At PostPartisan, I found an great example during the debate last night of how partisanship works.
And I was on the radio today, on "Here & Now" out of WBUR, Boston's NPR station, talking deadlocked (or brokered, or whatever) conventions. They pushed me a bit for definitions, and I wound up saying (although I haven't listened, so I'm not sure whether it wound up getting included or not) that a contested convention is one in which the winner is unknown but there are enough uncommitted or unbound delegates for at least the leader to win the nomination by adding some of them, while a true deadlocked convention would be one where the the distribution of committed/bound delegates make it impossible for any candidate to win on the first ballot, at least if everyone stays put where they are.
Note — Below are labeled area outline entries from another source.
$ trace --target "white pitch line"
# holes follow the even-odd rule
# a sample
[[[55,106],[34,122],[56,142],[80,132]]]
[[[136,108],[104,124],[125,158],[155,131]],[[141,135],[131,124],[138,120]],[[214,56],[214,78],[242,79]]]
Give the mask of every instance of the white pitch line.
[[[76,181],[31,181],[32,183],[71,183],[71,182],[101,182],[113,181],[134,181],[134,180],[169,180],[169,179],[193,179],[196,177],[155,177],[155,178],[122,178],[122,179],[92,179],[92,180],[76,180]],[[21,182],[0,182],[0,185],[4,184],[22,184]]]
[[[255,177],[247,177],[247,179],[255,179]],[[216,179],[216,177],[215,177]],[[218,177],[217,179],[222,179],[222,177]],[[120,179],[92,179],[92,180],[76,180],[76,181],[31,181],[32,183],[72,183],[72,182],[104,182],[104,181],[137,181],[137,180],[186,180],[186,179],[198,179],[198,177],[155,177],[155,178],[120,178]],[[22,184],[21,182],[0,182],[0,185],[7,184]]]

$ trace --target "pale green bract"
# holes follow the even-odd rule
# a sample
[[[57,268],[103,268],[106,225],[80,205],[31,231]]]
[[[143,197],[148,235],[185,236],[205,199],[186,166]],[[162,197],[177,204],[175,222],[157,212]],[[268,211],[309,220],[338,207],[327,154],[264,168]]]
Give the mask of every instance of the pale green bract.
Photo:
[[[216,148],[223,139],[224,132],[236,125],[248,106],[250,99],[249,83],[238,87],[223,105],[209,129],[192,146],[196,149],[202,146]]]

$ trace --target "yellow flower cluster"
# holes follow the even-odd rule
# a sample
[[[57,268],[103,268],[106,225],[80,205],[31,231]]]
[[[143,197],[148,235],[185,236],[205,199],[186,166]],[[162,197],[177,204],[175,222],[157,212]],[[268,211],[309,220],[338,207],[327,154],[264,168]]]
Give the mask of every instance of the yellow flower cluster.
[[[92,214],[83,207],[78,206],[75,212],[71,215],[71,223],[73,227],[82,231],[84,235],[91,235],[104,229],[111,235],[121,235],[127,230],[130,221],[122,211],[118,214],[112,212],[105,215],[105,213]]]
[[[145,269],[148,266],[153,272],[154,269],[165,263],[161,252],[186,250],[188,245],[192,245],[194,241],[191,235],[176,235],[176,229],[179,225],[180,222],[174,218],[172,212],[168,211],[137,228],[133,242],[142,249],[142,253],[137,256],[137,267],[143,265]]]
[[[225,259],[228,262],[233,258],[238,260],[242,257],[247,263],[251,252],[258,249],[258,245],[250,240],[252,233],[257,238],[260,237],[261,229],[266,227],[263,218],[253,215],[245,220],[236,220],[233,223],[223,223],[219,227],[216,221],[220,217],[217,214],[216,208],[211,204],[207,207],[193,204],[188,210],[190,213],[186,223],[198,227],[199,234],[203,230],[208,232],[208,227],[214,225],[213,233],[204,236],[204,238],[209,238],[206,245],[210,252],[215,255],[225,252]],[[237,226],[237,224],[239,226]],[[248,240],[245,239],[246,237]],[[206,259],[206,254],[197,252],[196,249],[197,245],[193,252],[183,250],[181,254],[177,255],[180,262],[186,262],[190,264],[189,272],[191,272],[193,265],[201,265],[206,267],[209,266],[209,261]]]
So if 2001 delegates are needed to win and the distribution is 1700 Cooper, 1000 Molitor, 400 Yount, 100 Gantner, and 800 undecided, then we have a contested convention; if it's 1400 for Brett, 1200 for Patek, 800 for Balboni, 400 for White, and 200 undecided, then it's deadlocked, because the most anyone could get is 1600.
I don't know; I'm not sure there's any utility in trying to figure out different names for different types of something that's very unlikely to ever happen. But the categories make some sense to me. As long as no one is calling them brokered, since the thing that we're not going to have is certainly not brokered, whatever else it would be if we had it, which we won't.